Henri aurait été répétiteur pour un jeune
Moldave de Falticeni en 1883. Il dirige aussi
la Revue artistique avec Franz Mahutte. La
même année, il publie Bruxelles rigole…
Mœurs exotiques chez Kistemaeckers.
BELGIQUE ¶
Le personnage principal de ce roman est
un étudiant grec venu faire son droit à
Bruxelles. Il décrit ses condisciples et la
vie que mènent les jeunes gens aisés dans
les lieux de plaisir de la capitale. En 1885,
Nizet publie Les Béotiens. C’est également
une œuvre satirique.

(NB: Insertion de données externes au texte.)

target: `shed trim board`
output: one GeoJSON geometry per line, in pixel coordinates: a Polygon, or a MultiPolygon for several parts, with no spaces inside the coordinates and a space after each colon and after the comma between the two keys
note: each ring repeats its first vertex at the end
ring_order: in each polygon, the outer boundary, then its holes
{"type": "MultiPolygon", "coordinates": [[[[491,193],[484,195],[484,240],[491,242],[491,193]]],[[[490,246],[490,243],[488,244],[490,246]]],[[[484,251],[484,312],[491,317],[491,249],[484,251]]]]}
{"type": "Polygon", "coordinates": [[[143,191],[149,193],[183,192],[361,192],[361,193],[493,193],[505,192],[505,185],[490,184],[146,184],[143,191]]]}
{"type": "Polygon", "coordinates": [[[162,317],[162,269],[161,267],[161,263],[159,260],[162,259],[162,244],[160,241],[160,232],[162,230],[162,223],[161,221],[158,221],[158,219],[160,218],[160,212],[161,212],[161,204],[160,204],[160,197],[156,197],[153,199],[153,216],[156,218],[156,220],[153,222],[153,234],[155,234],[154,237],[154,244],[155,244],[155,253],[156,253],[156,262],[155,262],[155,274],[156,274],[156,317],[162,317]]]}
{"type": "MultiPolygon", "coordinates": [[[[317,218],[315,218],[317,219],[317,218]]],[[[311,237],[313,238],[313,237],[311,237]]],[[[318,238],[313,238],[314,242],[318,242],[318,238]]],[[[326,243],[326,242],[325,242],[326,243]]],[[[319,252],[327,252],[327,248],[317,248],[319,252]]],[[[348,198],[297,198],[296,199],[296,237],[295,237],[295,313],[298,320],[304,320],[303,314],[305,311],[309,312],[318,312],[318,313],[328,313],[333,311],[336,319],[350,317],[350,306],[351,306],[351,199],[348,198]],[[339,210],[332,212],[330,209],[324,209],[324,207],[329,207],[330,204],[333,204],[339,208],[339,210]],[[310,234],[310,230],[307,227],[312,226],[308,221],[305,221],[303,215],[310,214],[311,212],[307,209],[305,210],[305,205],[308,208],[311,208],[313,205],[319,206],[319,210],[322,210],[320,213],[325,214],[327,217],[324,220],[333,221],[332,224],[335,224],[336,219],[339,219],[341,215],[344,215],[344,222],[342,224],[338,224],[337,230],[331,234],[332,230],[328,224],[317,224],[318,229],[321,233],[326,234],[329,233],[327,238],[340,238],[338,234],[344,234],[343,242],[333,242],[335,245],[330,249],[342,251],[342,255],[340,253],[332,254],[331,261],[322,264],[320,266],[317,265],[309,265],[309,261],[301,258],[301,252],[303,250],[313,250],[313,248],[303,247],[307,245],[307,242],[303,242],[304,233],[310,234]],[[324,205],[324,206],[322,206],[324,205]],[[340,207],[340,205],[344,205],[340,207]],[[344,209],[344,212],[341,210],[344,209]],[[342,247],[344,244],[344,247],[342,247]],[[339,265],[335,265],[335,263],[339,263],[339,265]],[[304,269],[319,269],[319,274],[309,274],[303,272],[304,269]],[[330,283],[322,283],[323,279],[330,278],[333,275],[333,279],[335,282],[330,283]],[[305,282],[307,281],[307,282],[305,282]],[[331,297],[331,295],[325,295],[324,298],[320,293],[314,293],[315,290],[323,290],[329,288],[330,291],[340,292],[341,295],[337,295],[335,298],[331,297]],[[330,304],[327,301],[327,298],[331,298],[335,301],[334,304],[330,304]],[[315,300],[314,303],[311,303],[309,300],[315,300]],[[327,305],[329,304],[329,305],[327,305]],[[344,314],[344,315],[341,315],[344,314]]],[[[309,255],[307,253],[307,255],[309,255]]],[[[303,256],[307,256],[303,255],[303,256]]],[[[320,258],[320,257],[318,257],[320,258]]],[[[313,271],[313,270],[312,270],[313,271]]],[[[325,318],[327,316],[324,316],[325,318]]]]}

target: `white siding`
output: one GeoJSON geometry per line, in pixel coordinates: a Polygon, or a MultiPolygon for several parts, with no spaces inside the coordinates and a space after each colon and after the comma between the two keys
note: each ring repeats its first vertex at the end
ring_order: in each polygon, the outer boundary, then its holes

Il s’en prend aux
écrivains belges contemporains des revues
La Jeune Belgique ou L’Art moderne et, surtout, à Camille Lemonnier dont il espérait
manifestement un adoubement littéraire
qui n’a pas eu lieu.
Pour qui connaît un peu l’époque, la lecture
de ce texte féroce est réjouissante. Tous les
auteurs du temps en prennent pour leur
grade, révélant leurs mesquineries et les
petites haines de la vie littéraire. Aucune
valeur ne résiste au pessimisme féroce de
l’auteur. Nizet saborde ainsi durablement sa
carrière littéraire : il se coupe de tous ceux
qui pourraient le soutenir et se condamne à
rester un marginal dans les lettres belges.

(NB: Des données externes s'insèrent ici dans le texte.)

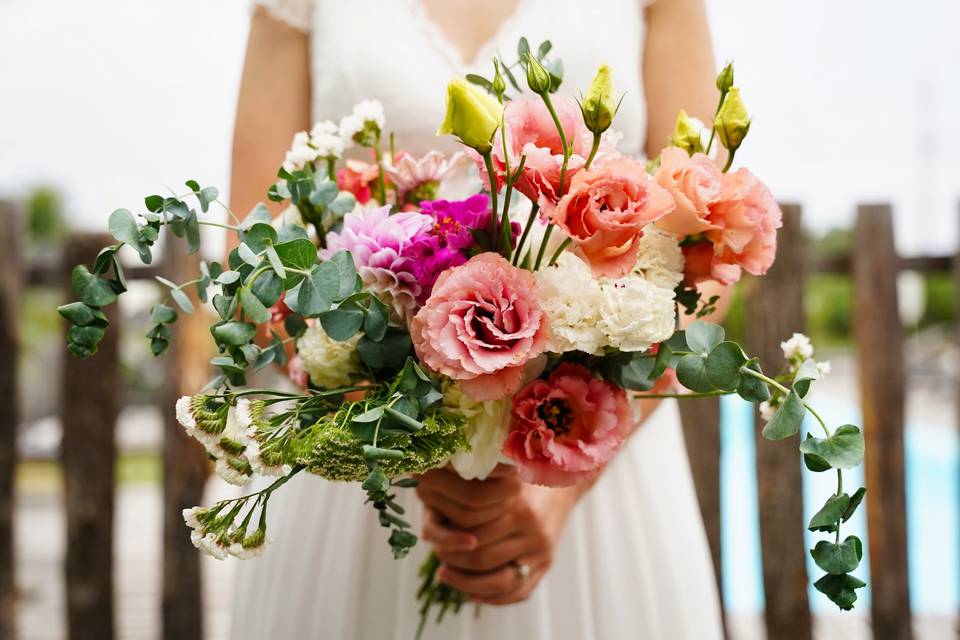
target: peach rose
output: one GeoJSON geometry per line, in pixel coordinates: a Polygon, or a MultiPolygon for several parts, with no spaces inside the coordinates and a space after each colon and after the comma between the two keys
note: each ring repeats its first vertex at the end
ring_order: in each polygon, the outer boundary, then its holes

Selon Cazacu, il part alors à Paris, puis
à nouveau en Roumanie, et il en revient
avec le roman Suggestions… En 1893, il
publie un dernier essai : L’Hypnotisme,
étude critique, qui, sur un ton apaisé, fait
le point sur les phénomènes d’hypnose
et de suggestion psychique tels que les
pratiquent les écoles de Nancy (Liébault,
Delboeuf) et de la Salpêtrière (Charcot). Il
présente une partie de ce livre sous la forme
d’une conférence au Cercle artistique et
littéraire en février 1892. Après quelques
affaires malheureuses, il entreprend une
longue carrière journalistique pour La
Chronique, La Nation, Le Soir et, surtout,
La Dernière Heure.
André Baillon, qui l’a bien connu, le décrit
dans Par fil spécial (1924), sous le nom de
Louis Sinet. Son parcours est résumé en
trois lignes : « Jeune, il a suivi des cours. Il
voulait devenir un savant, à l’exemple de
son père, un grand professeur. Il a voyagé ; il
est docteur en beaucoup de choses. Il a écrit
deux livres. Il en a rêvé quelques autres. Et
maintenant, son pot à colle, son crayon, ses
ciseaux… il est ici. Il ne sera plus jamais
qu’ici. » (p. 52) L’homme est amer, et même
en compagnie d’amis, au café : « Il s’y trouve
aussi seul que s’il n’y avait personne. »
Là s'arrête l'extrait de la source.